Given all those diverse objectives, and all the corresponding clamor for legislative favor, you might suppose the time had come for an educational strategy based on autonomy: Everybody getting roughly what he wants -- athletes, better coaches and playing fields; academic seekers, tougher English classes; the academically distressed, more attention and less bureaucracy.

 An oft-bruited remedy is vouchers that recipient students could take to the schools of their choice, plunk down and use for the satisfaction of specific aims. The irony is that opponents of vouchers construe school choice as an attack on an education system that isn't, it turns out, educating very well. Why not attack such a system? Ah, because public education in the 21st century is the playground of political interest groups that see education more as a way of life than as anything else: a source of jobs and union dues; a source of votes from those who get the jobs; a source of public entertainment -- bread and football games.
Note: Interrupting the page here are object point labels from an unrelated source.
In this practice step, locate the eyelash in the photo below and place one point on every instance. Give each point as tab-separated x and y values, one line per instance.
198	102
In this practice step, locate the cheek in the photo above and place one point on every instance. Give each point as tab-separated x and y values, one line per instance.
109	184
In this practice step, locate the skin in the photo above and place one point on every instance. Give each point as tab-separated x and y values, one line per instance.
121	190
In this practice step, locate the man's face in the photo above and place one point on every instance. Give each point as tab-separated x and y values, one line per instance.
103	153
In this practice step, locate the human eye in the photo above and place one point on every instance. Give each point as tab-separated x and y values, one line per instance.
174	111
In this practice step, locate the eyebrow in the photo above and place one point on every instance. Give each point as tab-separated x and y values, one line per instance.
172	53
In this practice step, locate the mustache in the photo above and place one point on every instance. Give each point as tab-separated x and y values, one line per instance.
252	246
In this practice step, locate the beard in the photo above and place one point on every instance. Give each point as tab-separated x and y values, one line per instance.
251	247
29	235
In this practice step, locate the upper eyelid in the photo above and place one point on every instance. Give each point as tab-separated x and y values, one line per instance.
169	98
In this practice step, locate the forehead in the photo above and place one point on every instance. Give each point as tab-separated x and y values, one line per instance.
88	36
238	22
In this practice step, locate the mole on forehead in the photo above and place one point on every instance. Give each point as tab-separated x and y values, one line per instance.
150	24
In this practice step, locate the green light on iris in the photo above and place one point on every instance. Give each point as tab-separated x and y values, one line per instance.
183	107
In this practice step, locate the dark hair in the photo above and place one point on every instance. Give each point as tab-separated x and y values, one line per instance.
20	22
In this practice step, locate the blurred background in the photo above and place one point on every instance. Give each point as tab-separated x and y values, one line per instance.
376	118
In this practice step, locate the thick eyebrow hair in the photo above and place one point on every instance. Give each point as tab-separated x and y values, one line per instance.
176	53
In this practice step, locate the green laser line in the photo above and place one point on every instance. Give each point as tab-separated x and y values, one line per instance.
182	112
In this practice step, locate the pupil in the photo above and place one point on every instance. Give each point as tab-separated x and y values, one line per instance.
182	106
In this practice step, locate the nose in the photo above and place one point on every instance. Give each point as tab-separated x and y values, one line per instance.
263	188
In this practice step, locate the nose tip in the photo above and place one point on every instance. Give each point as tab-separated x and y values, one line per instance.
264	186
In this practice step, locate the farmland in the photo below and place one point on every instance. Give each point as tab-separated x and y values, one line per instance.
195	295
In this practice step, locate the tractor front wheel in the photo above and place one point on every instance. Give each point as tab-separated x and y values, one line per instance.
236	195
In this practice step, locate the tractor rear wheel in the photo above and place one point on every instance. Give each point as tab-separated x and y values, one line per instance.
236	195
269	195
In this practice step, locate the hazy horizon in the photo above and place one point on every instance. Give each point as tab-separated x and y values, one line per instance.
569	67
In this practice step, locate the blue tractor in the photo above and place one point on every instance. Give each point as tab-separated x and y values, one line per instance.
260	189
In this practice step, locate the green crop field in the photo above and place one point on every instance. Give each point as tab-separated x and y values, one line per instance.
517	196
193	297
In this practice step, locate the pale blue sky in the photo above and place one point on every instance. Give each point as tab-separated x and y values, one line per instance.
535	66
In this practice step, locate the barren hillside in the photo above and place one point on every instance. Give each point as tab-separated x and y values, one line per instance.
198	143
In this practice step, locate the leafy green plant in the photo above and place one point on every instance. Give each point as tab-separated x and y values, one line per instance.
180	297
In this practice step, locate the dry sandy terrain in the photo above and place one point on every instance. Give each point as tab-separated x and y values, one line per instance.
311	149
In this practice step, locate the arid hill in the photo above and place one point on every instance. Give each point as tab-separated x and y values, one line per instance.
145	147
 The will doesn't exist, insofar as anyone can tell, to make the schools uniformly encourage intellectual achievement. Which means, really, the schools aren't schools at all.

 And that's where Texas legislators, poor folks, came in this year; uncertain how to reform school finance due to uncertainty over what schools, as they are today, should be made to do.

 The repeated spectacle of failure in Austin has produced some belly laughs, nationally. Some assurance surely would be nice that, 50 years hence, Texas public school students will know a horse from, say, a union card.